In Figure 6, the shape is similar to the Ideal curve (Figure 4), and proves that Method 2 provides reliable results.

Comparing the graphs in Figures 7 and 8 highlight the influence of method accuracy on the batch release decision. A systematic bias (Accuracy far below 99.0%) can lead to acceptance of batches with an actual content above the upper specification limit. If the product has a narrow therapeutic range (and could then induce toxicity when above the specifications), such a method may not be suitable for its intended use.

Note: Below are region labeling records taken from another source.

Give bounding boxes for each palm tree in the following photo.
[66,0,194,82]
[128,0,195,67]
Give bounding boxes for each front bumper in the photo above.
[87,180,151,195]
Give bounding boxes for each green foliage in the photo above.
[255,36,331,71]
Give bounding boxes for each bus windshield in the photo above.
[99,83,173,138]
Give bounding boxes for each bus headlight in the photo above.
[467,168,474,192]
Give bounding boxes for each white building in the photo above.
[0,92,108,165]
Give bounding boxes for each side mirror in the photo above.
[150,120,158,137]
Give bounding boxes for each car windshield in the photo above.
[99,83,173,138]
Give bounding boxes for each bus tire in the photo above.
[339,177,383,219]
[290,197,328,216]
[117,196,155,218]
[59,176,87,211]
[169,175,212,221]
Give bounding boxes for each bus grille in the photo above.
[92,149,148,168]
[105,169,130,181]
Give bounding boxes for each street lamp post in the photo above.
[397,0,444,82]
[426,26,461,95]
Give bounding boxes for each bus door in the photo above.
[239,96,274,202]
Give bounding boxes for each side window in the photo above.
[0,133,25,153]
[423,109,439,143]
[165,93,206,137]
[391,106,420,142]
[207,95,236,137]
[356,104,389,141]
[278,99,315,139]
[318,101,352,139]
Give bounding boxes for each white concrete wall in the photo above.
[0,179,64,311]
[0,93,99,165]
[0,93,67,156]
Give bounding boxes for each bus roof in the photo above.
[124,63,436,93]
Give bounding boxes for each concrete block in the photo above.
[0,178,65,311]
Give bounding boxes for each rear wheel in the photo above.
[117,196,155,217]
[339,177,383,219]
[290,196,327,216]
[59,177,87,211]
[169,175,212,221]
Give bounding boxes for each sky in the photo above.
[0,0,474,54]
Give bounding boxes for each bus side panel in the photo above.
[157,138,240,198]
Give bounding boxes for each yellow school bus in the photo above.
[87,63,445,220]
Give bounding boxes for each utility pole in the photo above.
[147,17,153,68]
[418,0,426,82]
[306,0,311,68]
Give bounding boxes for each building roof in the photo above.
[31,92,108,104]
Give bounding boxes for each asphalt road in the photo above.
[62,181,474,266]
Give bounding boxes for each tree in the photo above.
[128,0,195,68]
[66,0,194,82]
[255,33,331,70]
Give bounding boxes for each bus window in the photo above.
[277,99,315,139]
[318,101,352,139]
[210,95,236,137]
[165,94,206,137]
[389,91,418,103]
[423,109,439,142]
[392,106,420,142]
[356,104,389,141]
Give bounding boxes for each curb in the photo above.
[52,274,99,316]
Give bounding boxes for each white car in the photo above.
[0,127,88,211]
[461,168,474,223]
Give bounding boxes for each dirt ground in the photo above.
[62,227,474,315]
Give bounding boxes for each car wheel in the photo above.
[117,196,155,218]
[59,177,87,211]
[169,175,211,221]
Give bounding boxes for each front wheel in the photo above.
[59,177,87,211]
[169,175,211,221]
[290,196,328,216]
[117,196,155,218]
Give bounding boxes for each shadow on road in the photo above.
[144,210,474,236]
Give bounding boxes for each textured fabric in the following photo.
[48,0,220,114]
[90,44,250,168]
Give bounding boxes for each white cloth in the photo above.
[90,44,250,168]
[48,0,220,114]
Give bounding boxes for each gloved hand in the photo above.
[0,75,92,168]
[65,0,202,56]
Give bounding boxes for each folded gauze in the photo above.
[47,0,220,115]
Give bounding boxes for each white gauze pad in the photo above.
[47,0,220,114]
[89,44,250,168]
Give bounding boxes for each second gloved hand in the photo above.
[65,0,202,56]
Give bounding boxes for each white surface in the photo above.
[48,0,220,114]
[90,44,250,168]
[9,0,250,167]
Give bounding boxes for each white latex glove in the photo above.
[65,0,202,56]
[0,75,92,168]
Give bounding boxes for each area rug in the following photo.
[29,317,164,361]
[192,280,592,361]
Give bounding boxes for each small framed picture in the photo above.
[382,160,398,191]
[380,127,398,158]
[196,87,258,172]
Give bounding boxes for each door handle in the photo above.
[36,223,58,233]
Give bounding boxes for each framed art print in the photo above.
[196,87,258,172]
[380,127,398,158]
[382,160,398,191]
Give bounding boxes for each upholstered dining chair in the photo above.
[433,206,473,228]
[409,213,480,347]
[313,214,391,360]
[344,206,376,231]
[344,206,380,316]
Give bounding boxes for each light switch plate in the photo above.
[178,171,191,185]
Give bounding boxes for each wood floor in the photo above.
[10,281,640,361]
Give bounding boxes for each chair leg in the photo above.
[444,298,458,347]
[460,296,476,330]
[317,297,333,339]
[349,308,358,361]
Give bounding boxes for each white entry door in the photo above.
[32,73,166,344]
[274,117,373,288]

Lastly, Figure 9 corresponds to a method at the limit of classical Acceptance Criteria during validation: RSD at or below 2.0% and Accuracy between 98.0 and 102.0%, which are Acceptance Criteria widely used in the Pharmaceutical industry. Again, consideration of both Industrial (1-P) and Patient-related (P) risks are important, regardless of actual content. Roughly the same risk (P about 10%) is associated with accepting a batch with an actual content of 110.0%, and (1-P about 10%) to reject an almost-perfect batch with an actual content of 99.0%.

Conclusions

A clear understanding of how method performances impact data reliability is important in order for lab managers and Qualified Persons to make accurate decisions concerning batch release. Cross-checking these data with those from the Manufacturing team (expected range of Active substance content, according to Manufacturing Process variability) also aids companies in improving the outcome of Annual Product Reviews, as well as understanding and limiting Patient-related risks without neglecting the Industrial risk.

References

  1. G. de Fontenay et al., Analysis of the performance of analytical method ; Risk analysis for a routine use. STP Pharma Pratique, Volume 21, Issue 2, March-April 2011, Pages 123-132
  2. Small Molecules Collaborative Group and USPC Staff, Performance Based Monographs. Pharm. Forum, 35 (3), 765-771, 2009.